Last Saturday, after some days of deliberation, Jim Murphy announced his candidacy for the Scottish Labour leadership.
Within hours, Unite had put out a statement:
“Unite’s representative members will soon decide who to nominate on behalf of our union. On the basis of this speech, it is extremely difficult for them to find much to find hope that Jim Murphy is offering the genuine, positive change in Scottish Labour they seek.”
Notice first how Unite members are being given a completely free choice of candidate, and that its leadership is not trying to influence them at all (there’s a little irony in there if you look for it). In fact, this effect of denying a level playing-field to leadership candidates in the union vote – that is, trying to distort the One Member, One Vote (OMOV) process – was one of the main reasons for the Collins reforms.
By Monday they had announced the results of a poll claiming that “working people” (i.e. Unite members: the union sees no irony in considering the two identical) wanted an MSP in the role and not an MP. Oh, wait a minute, which of the declared candidates is not an MSP…?
Why go to such lengths to trash the front-running candidate?
Because, apart from being probably the Shadow Cabinet’s most outspoken centrist, Murphy is widely known as being “his own man”, as Damian McBride describes him. There is little that would put Unite’s nose out of joint more than someone who didn’t play Scottish Labour according to the usual rules.
Scottish Labour, lest we forget, was the political Wild West land through the New Labour years, which survived virtually untouched under the protective gaze of Gordon Brown.
However, McBride’s sympathetic account of the trials of managing the Scottish party also gives away probably the greatest weakness of the Brown administration: its preference for managing genteel decline, rather than attack underlying problems at their root. Its preference for comfortable fiefdoms, where you did as you were told, over a healthy party full of competing ideas; a thousand flowers blooming. Scottish Labour was Brownism writ large.
And Unite has been a big part of that story. For a start, there is no better example of what is wrong with Scottish Labour than the Falkirk debacle. Unite’s approach was breath-taking; the denials unconvincing; the big questions still unanswered.
The one-horse town dominated by the Grangemouth oil refinery and, by extension, the local union muscle; who were, as it happens, in the middle of a major (and botched) dispute, where loyalty was expected.
The local union rep who held three crucial roles simultaneously: convener at the refinery, Chair of Unite in Scotland, and, most conveniently, chair of the local CLP organising the Falkirk selection.
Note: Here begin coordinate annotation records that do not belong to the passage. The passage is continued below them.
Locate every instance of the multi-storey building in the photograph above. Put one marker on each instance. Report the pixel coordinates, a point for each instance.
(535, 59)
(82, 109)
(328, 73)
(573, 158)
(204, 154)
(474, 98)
The Westminster parliamentary office, where Unite’s favoured candidate and personal friend of Len McCluskey worked, and which, according to Labour’s official report, bizarrely became a centre for queries about Scottish membership forms.
Who could possibly look at Falkirk and think this was not a perfect example of politics gone wrong?
Not always the most decisive of leaders, even Miliband was forced to act decisively in the face of what he perceived, probably rightly, to be an existential threat to him and his party. And, from what we know about his character, it seems unthinkable that Murphy would not look to tackle this culture of stitch-ups and reinvigorate the ailing Scottish party.
Conversely, if Scottish Labour is ever to turn around its comprehensive defeat by the SNP, the last thing it needs is yet another leader like Johann Lamont, blaming the national party for all its ills and whining, in a Salmondian tone, how it is treated as a “branch office”.*
In fact, it is not at all far-fetched to conclude that the very future of the Union may well depend on Labour finding a heavyweight leader, prepared to take on the Scottish Labour “establishment” and win. It is not just Scottish Labour that needs Murphy; the national party and, in truth, the majority of British people who support the Union need him there. The Tories and the Lib Dems self-evidently cannot beat the SNP. If that were not enough, polls suggest that Labour is staring a Scottish wipeout in the face, which would destroy its chances of winning the Westminster general election as well.
So, despite the fact that he may be Labour’s last hope for both Union and general election, we can see why Unite is doing everything it can to scupper Murphy’s campaign.
It is not as if McCluskey has shown unswerving loyalty to Labour in recent months anyway; he has already threatened disaffiliation if Labour loses. And in Scotland, during the referendum campaign, he kept Unite neutral and even flirted with Alex Salmond, quite probably because he perceives that Scottish Labour may be slowly slipping out of his grasp and sees an opportunity for an alternative.
All in all, McCluskey is not stupid: he knows that, if Murphy wins, the game’s up for him in Scotland.